Deep into the intermittently entertaining but largely self-conscious The Unbearable Weight of Massive Talent, Nicolas Cage, playing himself, turns down a lucrative party gig suggested by his agent (Neil Patrick Harris). “Am I a trained seal?” Cage retorts. Director Tom Gormican, who co-wrote the script with Kevin Etten, is being more self-reflexive than he thinks; too much of the film seems like big-budget fan fiction that essentially asks the much-loved actor to roll over and honk crazy, again and again.
The sprawling plot is set in motion with a prelude that depicts a young couple watching an old Nicolas Cage movie—right before the young woman gets kidnapped in a political act that we eventually learn is tied in with the upcoming Presidential election in Mallorca.

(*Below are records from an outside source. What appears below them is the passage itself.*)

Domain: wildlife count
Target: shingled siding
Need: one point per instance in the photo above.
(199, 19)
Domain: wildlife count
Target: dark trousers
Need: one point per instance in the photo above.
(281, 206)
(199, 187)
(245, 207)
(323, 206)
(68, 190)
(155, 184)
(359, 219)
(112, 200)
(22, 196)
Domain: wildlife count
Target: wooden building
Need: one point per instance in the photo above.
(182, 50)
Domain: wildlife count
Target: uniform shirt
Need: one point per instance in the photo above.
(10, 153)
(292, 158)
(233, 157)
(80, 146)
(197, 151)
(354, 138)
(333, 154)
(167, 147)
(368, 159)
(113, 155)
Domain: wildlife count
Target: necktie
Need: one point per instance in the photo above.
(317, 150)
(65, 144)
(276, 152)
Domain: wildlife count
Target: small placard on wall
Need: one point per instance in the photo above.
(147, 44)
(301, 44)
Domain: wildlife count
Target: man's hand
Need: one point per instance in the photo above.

Enter Cage, hoping for a chance to read for the role of a lifetime—and Unbearable is on one level the very part for which he’s trying out. But he doesn’t get the role he wants, and reluctantly takes on that trained seal job, which involves a trip to Mallorca, which turns this into a buddy-movie with a superfan (Pedro Pascal) who may be involved with the kidnaping that started this overstuffed ball in motion. Did we mention that CIA agents (including one played by Tiffany Haddish) recruit Cage to help the government rescue the victim that they think is kept somewhere on his host’s compound?

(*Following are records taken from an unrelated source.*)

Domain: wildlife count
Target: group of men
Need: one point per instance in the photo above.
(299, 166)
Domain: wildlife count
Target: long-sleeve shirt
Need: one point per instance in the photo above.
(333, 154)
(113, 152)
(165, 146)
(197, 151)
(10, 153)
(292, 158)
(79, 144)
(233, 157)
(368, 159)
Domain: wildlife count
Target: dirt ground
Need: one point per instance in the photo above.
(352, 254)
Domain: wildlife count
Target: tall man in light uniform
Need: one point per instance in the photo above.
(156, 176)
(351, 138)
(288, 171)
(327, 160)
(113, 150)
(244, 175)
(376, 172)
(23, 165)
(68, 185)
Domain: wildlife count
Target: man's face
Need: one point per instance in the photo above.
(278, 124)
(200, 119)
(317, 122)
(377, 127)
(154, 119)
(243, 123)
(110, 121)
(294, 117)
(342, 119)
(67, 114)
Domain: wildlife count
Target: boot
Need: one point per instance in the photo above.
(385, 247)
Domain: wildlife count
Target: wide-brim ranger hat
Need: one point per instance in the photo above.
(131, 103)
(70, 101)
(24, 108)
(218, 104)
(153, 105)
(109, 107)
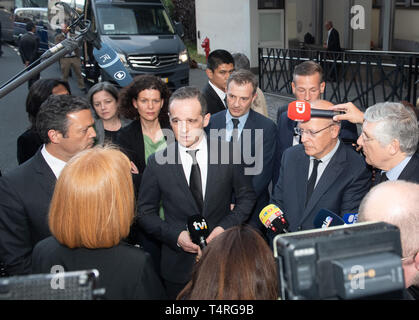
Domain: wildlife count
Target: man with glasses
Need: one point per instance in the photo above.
(396, 202)
(320, 173)
(307, 85)
(389, 139)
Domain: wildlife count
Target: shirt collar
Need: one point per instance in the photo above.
(54, 163)
(394, 173)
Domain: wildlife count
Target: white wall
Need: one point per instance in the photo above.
(406, 26)
(228, 28)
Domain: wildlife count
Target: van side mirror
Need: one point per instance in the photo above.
(179, 29)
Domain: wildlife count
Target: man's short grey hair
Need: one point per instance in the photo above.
(242, 77)
(394, 121)
(189, 92)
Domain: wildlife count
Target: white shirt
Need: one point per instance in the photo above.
(54, 163)
(219, 92)
(201, 158)
(322, 165)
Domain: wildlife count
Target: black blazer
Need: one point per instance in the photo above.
(343, 184)
(214, 103)
(125, 271)
(410, 172)
(28, 144)
(334, 42)
(260, 146)
(131, 141)
(26, 193)
(167, 182)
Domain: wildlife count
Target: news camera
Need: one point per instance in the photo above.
(361, 261)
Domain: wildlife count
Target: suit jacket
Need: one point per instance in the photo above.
(340, 189)
(410, 172)
(125, 271)
(264, 147)
(167, 182)
(28, 47)
(26, 193)
(28, 143)
(348, 134)
(333, 43)
(214, 103)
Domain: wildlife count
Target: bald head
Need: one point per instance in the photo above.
(395, 202)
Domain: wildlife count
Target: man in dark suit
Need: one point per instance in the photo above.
(219, 67)
(192, 176)
(308, 85)
(256, 135)
(65, 124)
(333, 41)
(321, 173)
(389, 141)
(28, 49)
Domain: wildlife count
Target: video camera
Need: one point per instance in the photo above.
(344, 262)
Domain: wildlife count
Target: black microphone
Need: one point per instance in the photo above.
(198, 230)
(273, 218)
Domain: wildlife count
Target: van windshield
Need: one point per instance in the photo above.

The Unbearable Weight of Massive Talent is kind of the role of a lifetime—since it is about his life, sort of. The script plays up his need to pay bills and his seeming willingness to take on any terrible project put before him.
Early on we get to see Cage spin off into one of his signature rants, and in throwaways like Primal and Rage the scene would be a rare highlight in an otherwise unmemorable genre exercise. The creators of Unbearable figure that the way to maximize the Cage factor in their film is to multiply it; so they deliver much more of that rage. And thanks to several scenes in which the present-day actor has conversations with a CGI’ed Wild at Heart-era Cage, the rant factor is doubled, and then some.
Now, career highlights like Vampire’s Kiss and Bad Lieutenant: Port of Call New Orleans benefit from plenty of extra ham, as well as a coherent vision (yes, even Herzog’s fever dream of a crime movie is coherent). But as Cageaholics have learned from recent films like Mandy (which in any other context is hardly an example of restraint) and especially Pig, the actor is at his best when he detonates the bug-eyed devices more sparingly. So with Unbearable, as the wig-outs accumulate, they lose some power, and instead become pandering—in a movie that already panders to its fanbase shamelessly with frequent callbacks to The Rock and even, somewhere, a nod to Werner Herzog.
To borrow the title from one of his more successful films, this constant self-examination is too Knowing—and, for all its genre-busting ambitions, fairly conventional. What works best are the standard tropes weaved into this meta-mess: the importance of family and friendship, and the power of cinema. And some of the most arresting scenes work by setting Cage against his own type: twice we see Cage simmering quietly during a party scene while revelers dance in slow-motion around him, and those images seem to say more about his self-proclaimed “nouveau shamanism” than a dozen Cage-bombs.
The Unbearable Weight of Massive Talent nearly lives up to its title, and it’s to the star’s credit that it’s at all bearable. It may sell itself as the ultimate Cage show, but the results fail to deliver on that promise.